What we collect
Account information (email, hashed password, optional shop name), the diagnostic content you submit (DTCs, vehicle metadata, chat messages, feedback), and operational telemetry (request IDs, user-agent, IP-derived geolocation for security logging).
How we use it
Strictly to provide the AiAutoDiag service: answering your diagnostic queries, persisting your sessions, training our learning loop on the feedback you explicitly submit, and operating the platform safely.
Third-party processors
- Railway — application hosting (US region).
- Cloudflare — edge security (DDoS, WAF, bot mitigation).
- OpenRouter — LLM inference for chat responses.

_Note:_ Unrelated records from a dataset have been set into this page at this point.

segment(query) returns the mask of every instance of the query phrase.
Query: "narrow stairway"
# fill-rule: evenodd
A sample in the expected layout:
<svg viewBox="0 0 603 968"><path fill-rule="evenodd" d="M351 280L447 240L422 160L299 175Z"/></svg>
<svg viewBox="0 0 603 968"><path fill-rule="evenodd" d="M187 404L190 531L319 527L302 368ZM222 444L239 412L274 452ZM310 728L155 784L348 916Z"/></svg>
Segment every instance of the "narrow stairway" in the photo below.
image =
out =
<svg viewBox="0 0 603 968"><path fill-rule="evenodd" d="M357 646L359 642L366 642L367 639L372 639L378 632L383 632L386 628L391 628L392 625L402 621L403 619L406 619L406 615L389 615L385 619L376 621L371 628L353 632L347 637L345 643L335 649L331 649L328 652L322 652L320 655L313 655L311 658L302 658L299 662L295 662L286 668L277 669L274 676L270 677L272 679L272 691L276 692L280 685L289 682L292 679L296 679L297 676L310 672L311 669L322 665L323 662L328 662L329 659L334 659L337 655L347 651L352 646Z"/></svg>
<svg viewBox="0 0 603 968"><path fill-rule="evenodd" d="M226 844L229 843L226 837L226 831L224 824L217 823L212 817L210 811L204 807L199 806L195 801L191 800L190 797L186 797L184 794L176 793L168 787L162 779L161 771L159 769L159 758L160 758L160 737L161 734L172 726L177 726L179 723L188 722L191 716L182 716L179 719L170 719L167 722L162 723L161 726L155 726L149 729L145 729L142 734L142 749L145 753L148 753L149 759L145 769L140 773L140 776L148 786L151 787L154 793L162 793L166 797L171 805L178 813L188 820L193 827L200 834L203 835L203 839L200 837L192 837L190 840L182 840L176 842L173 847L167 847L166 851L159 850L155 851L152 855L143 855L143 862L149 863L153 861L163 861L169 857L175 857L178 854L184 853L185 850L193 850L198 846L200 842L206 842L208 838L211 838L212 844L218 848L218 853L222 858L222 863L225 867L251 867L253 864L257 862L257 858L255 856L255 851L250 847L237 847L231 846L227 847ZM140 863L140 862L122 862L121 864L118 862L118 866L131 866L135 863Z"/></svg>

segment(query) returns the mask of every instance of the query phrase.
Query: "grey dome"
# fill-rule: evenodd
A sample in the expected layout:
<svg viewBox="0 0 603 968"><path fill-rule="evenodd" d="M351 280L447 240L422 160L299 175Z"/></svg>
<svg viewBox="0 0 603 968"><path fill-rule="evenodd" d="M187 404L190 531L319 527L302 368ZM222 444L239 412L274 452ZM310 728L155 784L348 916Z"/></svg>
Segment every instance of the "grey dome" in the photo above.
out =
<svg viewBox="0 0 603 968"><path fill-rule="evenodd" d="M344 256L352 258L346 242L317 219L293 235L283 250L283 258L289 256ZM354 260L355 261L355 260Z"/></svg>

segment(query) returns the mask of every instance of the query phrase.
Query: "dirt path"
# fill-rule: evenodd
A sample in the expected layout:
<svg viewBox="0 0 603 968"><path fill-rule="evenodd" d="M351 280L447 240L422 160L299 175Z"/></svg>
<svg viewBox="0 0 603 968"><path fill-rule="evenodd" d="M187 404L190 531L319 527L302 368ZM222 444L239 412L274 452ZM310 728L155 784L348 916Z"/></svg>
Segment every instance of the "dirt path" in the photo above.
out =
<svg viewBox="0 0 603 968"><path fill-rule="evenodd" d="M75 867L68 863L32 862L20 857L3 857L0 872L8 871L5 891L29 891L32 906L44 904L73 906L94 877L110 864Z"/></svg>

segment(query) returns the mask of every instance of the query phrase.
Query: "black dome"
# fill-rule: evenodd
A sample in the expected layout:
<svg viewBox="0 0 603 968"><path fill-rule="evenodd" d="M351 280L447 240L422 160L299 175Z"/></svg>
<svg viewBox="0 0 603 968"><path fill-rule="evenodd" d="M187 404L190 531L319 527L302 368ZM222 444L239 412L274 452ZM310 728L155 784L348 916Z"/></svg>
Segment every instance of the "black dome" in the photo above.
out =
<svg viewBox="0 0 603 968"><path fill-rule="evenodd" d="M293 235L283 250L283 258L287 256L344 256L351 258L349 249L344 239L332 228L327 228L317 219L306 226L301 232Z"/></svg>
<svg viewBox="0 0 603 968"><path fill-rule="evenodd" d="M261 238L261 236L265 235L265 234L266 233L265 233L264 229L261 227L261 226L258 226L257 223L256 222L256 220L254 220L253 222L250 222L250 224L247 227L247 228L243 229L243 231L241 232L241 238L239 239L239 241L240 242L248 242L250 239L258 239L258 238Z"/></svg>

- Cohere — reranker (when enabled).
- Plausible — cookieless website analytics.
Data residency
Our infrastructure runs on Railway in the United States. EU residents' personal data is therefore transferred to a US processor under standard contractual clauses. If this is a blocker for you, contact us before creating an account.
Your rights
You can export all of your data and delete your account at any time from /settings. We honour the GDPR rights of access, rectification, erasure, restriction, portability, and objection. Contact [email protected].
Retention
Active accounts: indefinite while you keep using the service. Deleted accounts: hard-deleted within 30 days, with the exception of mechanic knowledge contributions (tombstoned with author cleared so the learning loop is preserved).